Der Mutterschutz nach einer Fehlgeburt ist nach dem Zeitpunkt der Fehlgeburt gestaffelt:

  • Ab der 13. Schwangerschaftswoche: zwei Wochen Mutterschutz
  • Ab der 17. Schwangerschaftswoche: sechs Wochen Mutterschutz
  • Ab der 20. Schwangerschaftswoche: acht Wochen Mutterschutz

Vor dieser Gesetzesänderung bestand kein Anspruch auf Mutterschutz bei Fehlgeburten bis zur 24. Schwangerschaftswoche. Betroffene Frauen waren auf eine Krankschreibung angewiesen.

Ein wichtiger Aspekt der neuen Regelung ist, dass sie freiwillig ist. Frauen können selbst entscheiden, ob sie den Mutterschutz in Anspruch nehmen oder nicht.
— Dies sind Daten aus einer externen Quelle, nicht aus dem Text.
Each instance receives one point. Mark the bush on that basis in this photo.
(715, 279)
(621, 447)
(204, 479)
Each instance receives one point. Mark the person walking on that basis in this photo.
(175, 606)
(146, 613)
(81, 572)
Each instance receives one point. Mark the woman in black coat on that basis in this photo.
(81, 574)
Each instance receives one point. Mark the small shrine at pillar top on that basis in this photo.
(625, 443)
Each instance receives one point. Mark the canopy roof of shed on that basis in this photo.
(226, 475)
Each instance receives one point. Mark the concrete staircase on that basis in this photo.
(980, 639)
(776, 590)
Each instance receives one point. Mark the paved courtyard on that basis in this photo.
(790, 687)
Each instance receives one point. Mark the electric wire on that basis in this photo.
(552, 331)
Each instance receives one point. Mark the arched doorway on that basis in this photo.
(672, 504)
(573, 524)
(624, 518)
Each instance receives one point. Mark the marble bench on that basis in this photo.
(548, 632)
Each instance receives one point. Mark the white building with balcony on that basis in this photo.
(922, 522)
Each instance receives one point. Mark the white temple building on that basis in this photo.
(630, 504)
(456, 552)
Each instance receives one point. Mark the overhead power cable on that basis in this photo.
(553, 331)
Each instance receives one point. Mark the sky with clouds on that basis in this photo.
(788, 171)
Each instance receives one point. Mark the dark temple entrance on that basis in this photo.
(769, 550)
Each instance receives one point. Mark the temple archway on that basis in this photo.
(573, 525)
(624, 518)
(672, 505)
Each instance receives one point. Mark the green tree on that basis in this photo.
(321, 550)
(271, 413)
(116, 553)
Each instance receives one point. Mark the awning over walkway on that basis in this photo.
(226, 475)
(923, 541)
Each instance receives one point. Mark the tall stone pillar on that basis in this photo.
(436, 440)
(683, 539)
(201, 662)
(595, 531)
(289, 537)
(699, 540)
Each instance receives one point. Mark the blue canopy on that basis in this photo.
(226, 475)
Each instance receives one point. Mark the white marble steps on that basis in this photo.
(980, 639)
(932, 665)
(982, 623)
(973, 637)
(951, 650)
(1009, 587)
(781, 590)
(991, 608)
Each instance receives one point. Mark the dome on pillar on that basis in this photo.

Wer arbeiten möchte, kann sich ausdrücklich dazu bereit erklären und auf den Mutterschutz verzichten.

Um den Mutterschutz nach einer Fehlgeburt in Anspruch zu nehmen, muss die betroffene Frau:

  • Ihren Arbeitgeber über die Fehlgeburt informieren
  • Auf Verlangen einen ärztlichen Nachweis vorlegen, aus dem hervorgeht, dass eine Fehlgeburt erlitten wurde und in welcher Schwangerschaftswoche dies geschah

Während der Schutzfristen haben Frauen Anspruch auf Mutterschaftsleistungen, die den vollen Lohn vor der Schwangerschaft ersetzen. Diese Regelung gilt für den Tag der Fehlgeburt sowie die gesamte Schutzfrist.